Mudar de vida (e de adversário)

Não vale a pena entrar em comparações entre este jogo e o encontro de estreia de Portugal na Taça das Confederações. Por duas razões óbvias: a selecção nacional mudou e, acima de tudo, o calibre do adversário também. O que importa, isso sim, é reflectir sobre a forma como o campeão europeu se impôs ao anfitrião do torneio, como o “retirou do campo” durante uma hora e como soube esperar pelo momento certo para investir sobre o último terço.

Das quatro novidades lançadas no “onze”, Bruno Alves foi, naturalmente, a que menos impacto causou, num contexto em que Portugal teve muito controlo, muita bola e raramente se expôs nas transições defensivas. Adrien Silva trouxe consigo uma ligação mais directa com William no miolo (fruto dos automatismos no Sporting), Bernardo Silva introduziu no jogo menos verticalidade e mais movimentos interiores de qualidade, André Silva voltou a funcionar como um parceiro fiável para Ronaldo, controlando também com critério as zonas e os timings de pressão na saída de bola da Rússia. 

O espelho das boas escolhas de Fernando Santos foram 60 minutos de total domínio português. Com um 4x4x2 muito ligado (os sectores estiveram quase sempre próximos), Portugal conseguiu facilmente tirar partido da qualidade técnica de André Gomes, Adrien e Bernardo Silva para construir a partir de trás, uma tarefa também facilidade pela dificuldade do adversário em definir o momento do pressing. E foi a trocar a bola com facilidade que o campeão europeu chegou ao golo, graças a uma rápida variação do centro do jogo por parte de Bernardo à qual os russos não responderam atempadamente.

A perder ao intervalo, Stanislav Cherchesov fez subir o bloco no segundo tempo, lançando também Erokhin (mais dinâmico) para o lugar de Shishkin. A Rússia mantinha o 3x4x3 com que iniciara a partida, mas começava a tentar operar no meio-campo contrário. E à medida que Portugal foi recuando, o anfitrião foi mostrando atributos, desenhando a sua melhor jogada ofensiva aos 61’, numa transição que não deu em golo porque Smolov não chegou por milímetros ao cruzamento tenso de Samedov.

O adiantamento do adversário abria outra perspectiva à equipa portuguesa: a transição ofensiva e a exploração da profundidade.

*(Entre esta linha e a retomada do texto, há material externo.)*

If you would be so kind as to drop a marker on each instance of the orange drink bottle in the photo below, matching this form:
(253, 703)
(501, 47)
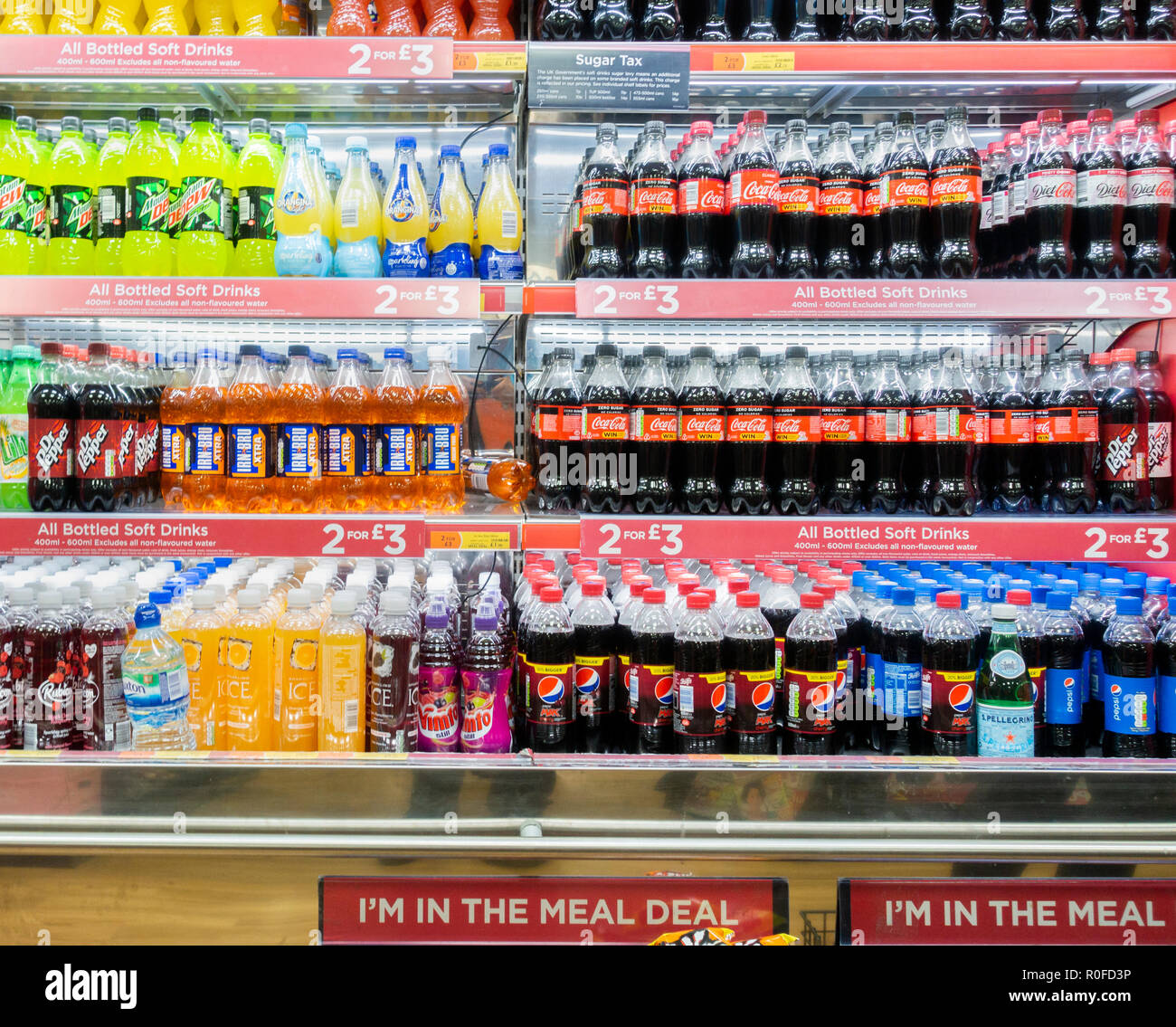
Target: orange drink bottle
(250, 423)
(395, 471)
(442, 412)
(348, 415)
(300, 408)
(203, 415)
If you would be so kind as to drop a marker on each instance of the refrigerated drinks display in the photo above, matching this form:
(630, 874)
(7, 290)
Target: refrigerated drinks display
(659, 448)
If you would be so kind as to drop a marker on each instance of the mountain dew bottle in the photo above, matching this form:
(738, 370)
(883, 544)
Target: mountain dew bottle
(149, 169)
(204, 201)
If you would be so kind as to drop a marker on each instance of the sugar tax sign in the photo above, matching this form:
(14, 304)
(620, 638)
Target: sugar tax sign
(564, 910)
(1020, 910)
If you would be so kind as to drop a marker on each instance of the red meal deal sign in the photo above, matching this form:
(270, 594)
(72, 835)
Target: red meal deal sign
(239, 298)
(544, 910)
(880, 537)
(240, 57)
(1021, 910)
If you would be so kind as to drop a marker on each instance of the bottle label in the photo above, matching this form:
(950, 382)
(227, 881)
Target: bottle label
(1129, 705)
(604, 196)
(204, 450)
(1051, 187)
(841, 196)
(752, 700)
(1063, 696)
(439, 450)
(395, 451)
(557, 423)
(604, 422)
(298, 451)
(1010, 427)
(888, 424)
(653, 423)
(98, 447)
(486, 724)
(949, 701)
(842, 423)
(438, 710)
(1160, 450)
(655, 195)
(902, 686)
(811, 698)
(956, 184)
(700, 704)
(749, 423)
(51, 447)
(549, 693)
(650, 694)
(255, 213)
(1124, 453)
(346, 451)
(1102, 187)
(701, 196)
(148, 201)
(1151, 186)
(1004, 731)
(796, 424)
(594, 685)
(251, 453)
(701, 423)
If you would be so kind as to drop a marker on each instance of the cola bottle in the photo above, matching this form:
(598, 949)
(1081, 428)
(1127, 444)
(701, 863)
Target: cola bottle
(888, 422)
(1049, 203)
(604, 432)
(1160, 428)
(1101, 199)
(749, 422)
(604, 206)
(795, 239)
(1149, 201)
(1124, 418)
(839, 206)
(795, 436)
(955, 200)
(700, 204)
(653, 432)
(653, 204)
(752, 187)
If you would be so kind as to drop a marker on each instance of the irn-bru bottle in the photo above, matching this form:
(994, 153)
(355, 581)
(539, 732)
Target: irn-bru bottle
(204, 203)
(251, 426)
(441, 412)
(498, 220)
(450, 220)
(357, 242)
(349, 413)
(300, 415)
(396, 482)
(406, 222)
(149, 171)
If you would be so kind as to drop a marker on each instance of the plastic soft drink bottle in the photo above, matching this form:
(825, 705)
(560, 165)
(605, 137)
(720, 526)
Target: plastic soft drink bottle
(406, 220)
(149, 171)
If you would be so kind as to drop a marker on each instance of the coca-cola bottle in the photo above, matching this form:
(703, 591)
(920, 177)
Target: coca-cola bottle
(1049, 201)
(752, 200)
(700, 204)
(795, 238)
(653, 204)
(702, 415)
(839, 206)
(606, 428)
(795, 436)
(1149, 201)
(1101, 195)
(603, 207)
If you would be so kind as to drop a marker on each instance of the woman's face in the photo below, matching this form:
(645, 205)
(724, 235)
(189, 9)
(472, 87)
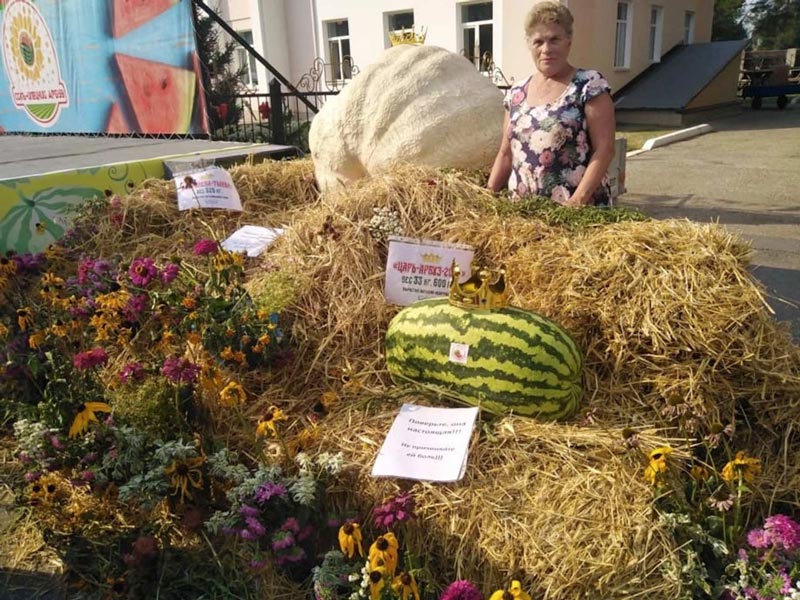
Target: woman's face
(550, 46)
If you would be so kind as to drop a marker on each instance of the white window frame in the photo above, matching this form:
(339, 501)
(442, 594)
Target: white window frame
(626, 26)
(656, 32)
(388, 23)
(475, 26)
(244, 59)
(689, 21)
(343, 75)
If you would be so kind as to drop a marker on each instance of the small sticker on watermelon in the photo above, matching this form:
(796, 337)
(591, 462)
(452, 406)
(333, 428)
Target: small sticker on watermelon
(130, 14)
(201, 116)
(116, 121)
(161, 95)
(459, 353)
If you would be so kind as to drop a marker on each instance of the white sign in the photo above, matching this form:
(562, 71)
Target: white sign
(211, 187)
(428, 444)
(417, 269)
(251, 239)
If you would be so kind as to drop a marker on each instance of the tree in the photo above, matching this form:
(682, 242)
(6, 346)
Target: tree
(728, 20)
(220, 80)
(775, 24)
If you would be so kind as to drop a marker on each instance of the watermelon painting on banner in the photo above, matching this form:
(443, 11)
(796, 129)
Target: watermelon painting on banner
(99, 66)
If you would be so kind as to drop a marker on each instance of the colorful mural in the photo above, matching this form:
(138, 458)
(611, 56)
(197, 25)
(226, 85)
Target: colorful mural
(99, 66)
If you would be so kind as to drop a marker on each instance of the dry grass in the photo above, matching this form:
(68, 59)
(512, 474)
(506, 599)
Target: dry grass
(675, 330)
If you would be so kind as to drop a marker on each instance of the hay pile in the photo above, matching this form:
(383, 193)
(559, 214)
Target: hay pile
(675, 330)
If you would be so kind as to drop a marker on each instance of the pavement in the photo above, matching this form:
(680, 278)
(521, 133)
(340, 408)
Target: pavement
(745, 175)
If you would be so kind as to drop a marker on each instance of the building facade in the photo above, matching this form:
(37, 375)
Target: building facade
(620, 38)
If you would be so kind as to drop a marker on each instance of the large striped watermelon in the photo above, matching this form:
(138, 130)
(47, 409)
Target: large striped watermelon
(506, 360)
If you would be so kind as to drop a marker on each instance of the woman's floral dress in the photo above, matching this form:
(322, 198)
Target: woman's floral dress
(550, 145)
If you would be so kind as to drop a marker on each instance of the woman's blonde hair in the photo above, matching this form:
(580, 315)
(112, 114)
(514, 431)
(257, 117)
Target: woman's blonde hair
(548, 13)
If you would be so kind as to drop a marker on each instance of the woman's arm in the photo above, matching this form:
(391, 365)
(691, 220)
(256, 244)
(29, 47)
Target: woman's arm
(501, 169)
(602, 127)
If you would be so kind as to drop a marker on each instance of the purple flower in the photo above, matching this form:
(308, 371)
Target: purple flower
(142, 271)
(131, 372)
(135, 306)
(758, 538)
(282, 540)
(249, 511)
(179, 370)
(461, 590)
(398, 509)
(169, 273)
(205, 247)
(783, 531)
(268, 490)
(291, 524)
(255, 526)
(89, 359)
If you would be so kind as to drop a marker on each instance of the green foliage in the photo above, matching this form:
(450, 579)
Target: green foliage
(775, 24)
(552, 213)
(728, 20)
(221, 82)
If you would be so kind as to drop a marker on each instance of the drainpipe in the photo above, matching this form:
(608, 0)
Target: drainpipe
(313, 5)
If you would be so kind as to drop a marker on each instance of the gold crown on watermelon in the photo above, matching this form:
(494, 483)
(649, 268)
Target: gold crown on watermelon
(484, 290)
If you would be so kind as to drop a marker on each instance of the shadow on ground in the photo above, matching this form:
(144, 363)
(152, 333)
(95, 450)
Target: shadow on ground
(27, 585)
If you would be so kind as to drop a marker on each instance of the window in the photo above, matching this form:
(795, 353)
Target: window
(622, 46)
(656, 27)
(246, 62)
(688, 27)
(398, 24)
(341, 65)
(478, 40)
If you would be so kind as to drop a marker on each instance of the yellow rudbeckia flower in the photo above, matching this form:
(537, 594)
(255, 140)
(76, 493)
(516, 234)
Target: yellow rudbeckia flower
(383, 553)
(746, 467)
(350, 539)
(267, 422)
(86, 416)
(514, 592)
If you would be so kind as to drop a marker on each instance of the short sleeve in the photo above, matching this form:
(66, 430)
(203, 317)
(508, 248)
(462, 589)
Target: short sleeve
(507, 99)
(594, 84)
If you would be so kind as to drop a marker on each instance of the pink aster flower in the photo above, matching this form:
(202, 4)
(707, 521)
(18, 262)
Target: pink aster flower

Com André Gomes mais interventivo, a funcionar quase sempre como terceiro homem no ataque ao último terço (Bernardo pasou a cuidar mais da primeira fase de construção), Portugal conseguiu criar uma mão-cheia de sobressaltos a Akinfeev, cada vez mais expostos pelo assumir do risco colectivo com um posicionamento mais audaz.

No último quarto de hora, os seleccionadores optaram por ideias diferentes. Com a entrada de Gelson e a saída de André Silva, Fernando Santos procurou a velocidade e verticalidade do extremo, deixando Ronaldo como única referência no eixo. Do lado oposto, Cherchesov lançou Poloz para fazer dupla com Smolov no ataque, alargando o “assalto” da Rússia à área portuguesa — e causando problemas que até então não se tinham vislumbrado.

Num torneio de muito curta duração, Portugal cumpriu a premissa de ir gerindo recursos e de manter bem vivo o apuramento para as meias-finais. Uma lógica para manter diante da Nova Zelândia?